高橋ラムダのスタイルコード。
Vol.2 トレンチコート
ラムダさんがトレンチコートを意識するようになったきっかけってあるんですか?
1983年の『THE FACE』に載っていた、マルコム・マクラーレンの格好(気になる方は“THE FACE Malcolm McLaren”で検索)に衝撃を受けたのが最初かな。「ワールズエンド」のバッファローコートに〈ティンバー〉のイエローブーツ、頭にはマウンテンハットをふたつ重ねて被ってて。
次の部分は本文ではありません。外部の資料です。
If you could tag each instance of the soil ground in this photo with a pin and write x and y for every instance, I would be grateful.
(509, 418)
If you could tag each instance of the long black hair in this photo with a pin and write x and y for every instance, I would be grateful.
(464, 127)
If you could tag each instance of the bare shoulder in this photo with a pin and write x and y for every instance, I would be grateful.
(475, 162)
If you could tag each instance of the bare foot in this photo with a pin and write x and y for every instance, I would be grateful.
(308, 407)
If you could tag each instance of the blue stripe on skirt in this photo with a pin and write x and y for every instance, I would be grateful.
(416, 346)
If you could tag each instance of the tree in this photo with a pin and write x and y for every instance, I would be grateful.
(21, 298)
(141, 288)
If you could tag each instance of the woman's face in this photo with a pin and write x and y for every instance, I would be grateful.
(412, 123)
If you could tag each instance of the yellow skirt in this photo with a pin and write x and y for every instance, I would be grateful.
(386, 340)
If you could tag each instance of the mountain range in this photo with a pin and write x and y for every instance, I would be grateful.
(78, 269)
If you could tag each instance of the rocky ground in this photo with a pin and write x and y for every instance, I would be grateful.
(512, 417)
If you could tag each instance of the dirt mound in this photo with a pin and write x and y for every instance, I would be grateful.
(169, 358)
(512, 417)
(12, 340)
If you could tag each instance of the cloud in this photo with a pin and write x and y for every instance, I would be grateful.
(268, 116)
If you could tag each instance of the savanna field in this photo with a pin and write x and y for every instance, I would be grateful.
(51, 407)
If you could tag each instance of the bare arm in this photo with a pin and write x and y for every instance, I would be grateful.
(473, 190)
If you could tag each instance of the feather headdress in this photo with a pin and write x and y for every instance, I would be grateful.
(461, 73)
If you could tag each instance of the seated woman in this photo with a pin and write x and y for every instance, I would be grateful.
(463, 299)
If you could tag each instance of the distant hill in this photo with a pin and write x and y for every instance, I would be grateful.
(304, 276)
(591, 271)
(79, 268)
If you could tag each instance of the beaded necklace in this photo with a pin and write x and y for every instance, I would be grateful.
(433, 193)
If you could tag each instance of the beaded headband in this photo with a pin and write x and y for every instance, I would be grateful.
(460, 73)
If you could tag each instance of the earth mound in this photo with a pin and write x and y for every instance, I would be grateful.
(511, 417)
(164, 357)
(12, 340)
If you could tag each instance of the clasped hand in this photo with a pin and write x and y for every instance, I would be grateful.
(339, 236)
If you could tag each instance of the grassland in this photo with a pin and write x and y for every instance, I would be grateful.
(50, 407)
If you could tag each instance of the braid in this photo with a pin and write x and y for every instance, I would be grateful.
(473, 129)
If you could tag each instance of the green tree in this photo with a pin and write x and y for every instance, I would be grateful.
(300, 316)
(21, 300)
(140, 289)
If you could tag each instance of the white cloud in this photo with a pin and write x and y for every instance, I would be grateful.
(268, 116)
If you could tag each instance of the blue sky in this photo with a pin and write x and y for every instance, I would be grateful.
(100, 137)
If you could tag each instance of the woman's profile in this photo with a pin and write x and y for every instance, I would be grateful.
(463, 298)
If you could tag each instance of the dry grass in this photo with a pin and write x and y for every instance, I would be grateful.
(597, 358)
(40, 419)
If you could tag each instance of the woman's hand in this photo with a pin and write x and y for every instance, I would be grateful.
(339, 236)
あれを見てから、トレンチコートに目覚めていった気がします。
バッファローコートからトレンチコートへの飛躍はどういう流れで?
裾をぶった切ったショートトレンチとか、いわゆる“変形トレンチコート”みたいなものってあるじゃないですか。おれの中では、あのバッファローコートも、その延長線上にあるアイテムなんですよ。襟の形しかり、フロントの深いダブルの合わせしかり。ただ、マルコム・マクラーレンの格好を真似したくてたまらなかったけど、20代そこそこでバッファローコートを買おうとはならない。勝手にすごく高いものだと思ってたし。とりあえず「ワールズエンド」の当時モノを探すことが非現実的すぎて。
どうしてマルコム・マクラーレンの着こなしが、当時のラムダさんにそれほど刺さったんでしょうか?
スタイリング自体はもちろんだけど、惹かれたのはパンクの精神性ですね。マルコム・マクラーレンといえばパンクのひとだけど、ライダースを着て、裾をロールアップして〈マーチン〉を履く、みたいな格好をしてるわけじゃない。いかにもな格好=パンクってことではなくて、トラディショナルなものをぶっ壊すっていう姿勢がパンクなんだなって。それに気づいてから、自分のなかでファッションの自由度がすげえ広がったっていうのはあります。
この連載の第一回目でも「裏切りがないとコスプレになってしまう」という話をされていましたね。
やっぱりそれは、彼からの影響が結構あるかも。それ以前はパンク好きならパンクの格好をしないといけないって思い込んでたけど、「あのマルコム・マクラーレンがアメリカの靴なんて履くんだ」みたいな。しかも〈ティンバー〉の靴紐を茶色に変えたりしてるのね。速攻ハンズで茶色の革紐を買って、同じようにカスタムしたなあ。